In my three months of teacher training I have made it through a two hour restorative class and more recently a yoga nidra class. I am even able to be quiet in corpse pose for more than 5 minutes, well depending on the class I took. But it took me a few years to even be still in savasana/corpse pose for at least 5 minutes.

My first successful “quiet” class was a 2 hour restorative class in my RYT training. Out of all my classmates/peers I was the only one dreading this class. I could not imagine just laying there in poses, being still, restoring myself. An hour I could see, but 2…as class started I used my blocks, bolsters, straps, and breath to calm down and restore my body. With the help of the instructor and beautiful adjustments I was able to be quiet. Except in pigeon. Pigeon is my worst pose, I cannot do it and seeing everyone else melt into it was very difficult. My perfectionist, competitive side came out. I almost cried. But even after that I was able to calm down and find my inner stillness. I will say, after that class it was the best I felt ever! It even lasted into the following days. My body moved better, my inner workings seemed to be calmer, and I felt peaceful. I woke up that next morning with an inner peace that I hadn’t felt in quite some time or ever. Now I cannot wait to do another one and then learn to teach it and pass on this wonderful practice!

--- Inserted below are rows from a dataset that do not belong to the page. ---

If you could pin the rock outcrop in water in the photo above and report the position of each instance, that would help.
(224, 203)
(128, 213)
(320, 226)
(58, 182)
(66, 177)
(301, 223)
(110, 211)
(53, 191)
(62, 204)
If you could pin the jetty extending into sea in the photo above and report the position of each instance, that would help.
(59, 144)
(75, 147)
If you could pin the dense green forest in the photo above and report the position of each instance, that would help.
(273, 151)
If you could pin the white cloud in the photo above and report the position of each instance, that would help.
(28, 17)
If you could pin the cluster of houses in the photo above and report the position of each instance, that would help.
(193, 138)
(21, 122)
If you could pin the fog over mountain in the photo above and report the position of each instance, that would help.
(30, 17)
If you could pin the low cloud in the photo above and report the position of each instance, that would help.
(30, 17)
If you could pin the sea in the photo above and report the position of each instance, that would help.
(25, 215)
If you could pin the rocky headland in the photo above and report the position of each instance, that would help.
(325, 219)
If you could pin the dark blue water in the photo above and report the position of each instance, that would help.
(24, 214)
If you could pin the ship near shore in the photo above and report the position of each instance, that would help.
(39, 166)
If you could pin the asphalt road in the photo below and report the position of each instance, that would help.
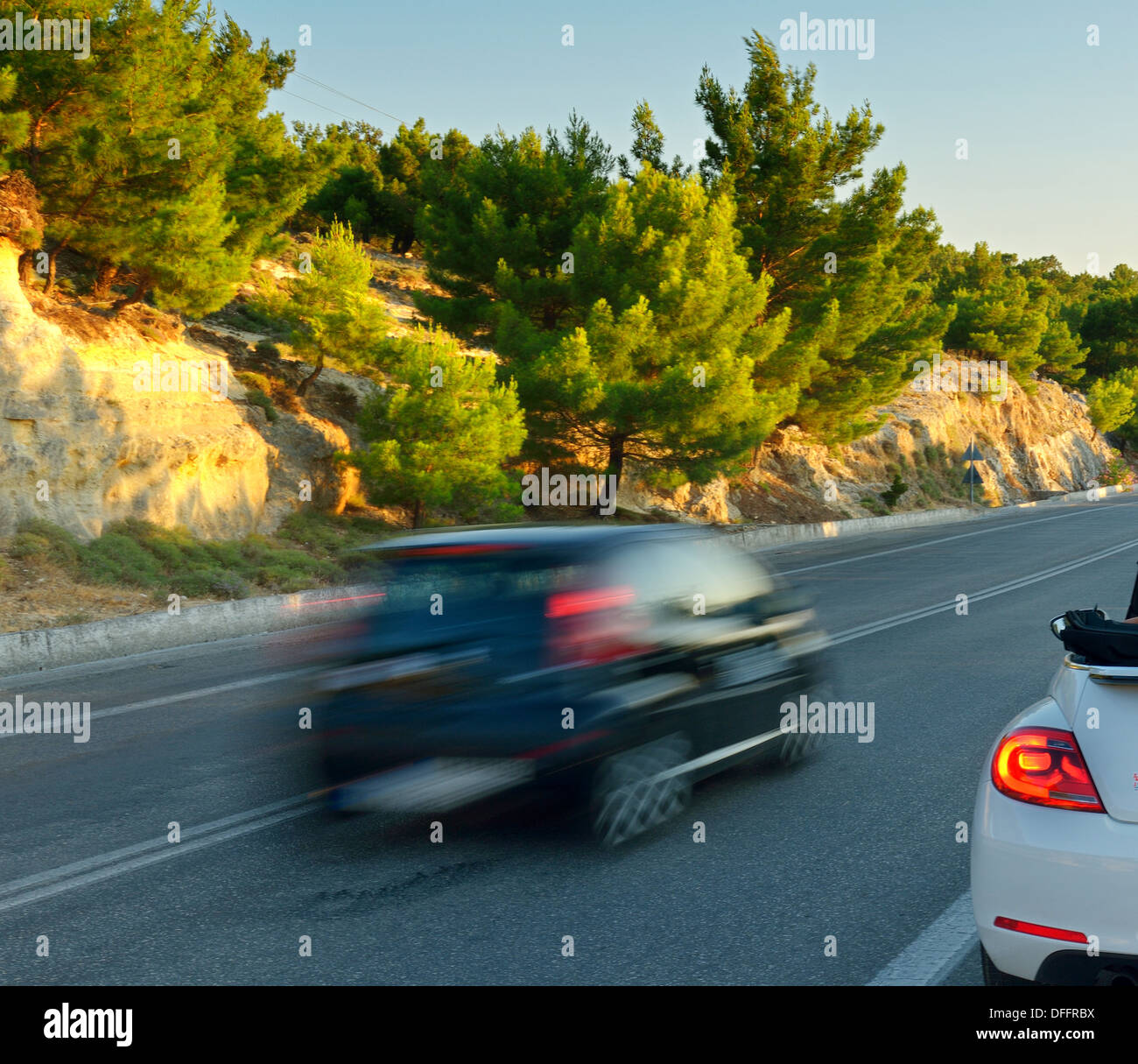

On Sunday, I took my first yoga nidra class. For those of you not familiar with yoga nidra, it is also known as yoga sleep/sleep yoga. In this practice you will hover between this state of awake and sleep. It is without a doubt the strangest thing I have experienced. Luckily there were Tibetian singing bowls to help ease into the process of nidra. I definitely spent the first ten minutes of the time fidgeting around but as I gave myself up to the relaxation/guided meditation and the sounds of the singing bowls I started to fall into the nidra, well as much as I could. I started to meditate and do the meditation exercises focusing on my breath (thank you Hanh) and continued to focus on the nidra. The next hour I just spent time getting into my body, feeling the vibrations, not beating myself up when I fell out of the nidra. Just like the restorative class, this hour flew by! I thought I would be sleepy afterwards, but I was revitalized. Energized. And hungry! Starving. I was so thankful that I got to experience yoga nidra and just like restorative, I can’t wait to try it again.

Now I can go to my mentors and with joy say that I have been still for hours, and have finally made an intention to explore the soft side of myself. Not only in yoga, but with my daily life in practicing self-lovingkindness and gentleness. I even want to take these practices off the mat and into my life, and others lives. So I challenge you today to embrace your soft side or try a challenging practice. Peace, love, and namaste darlin’s!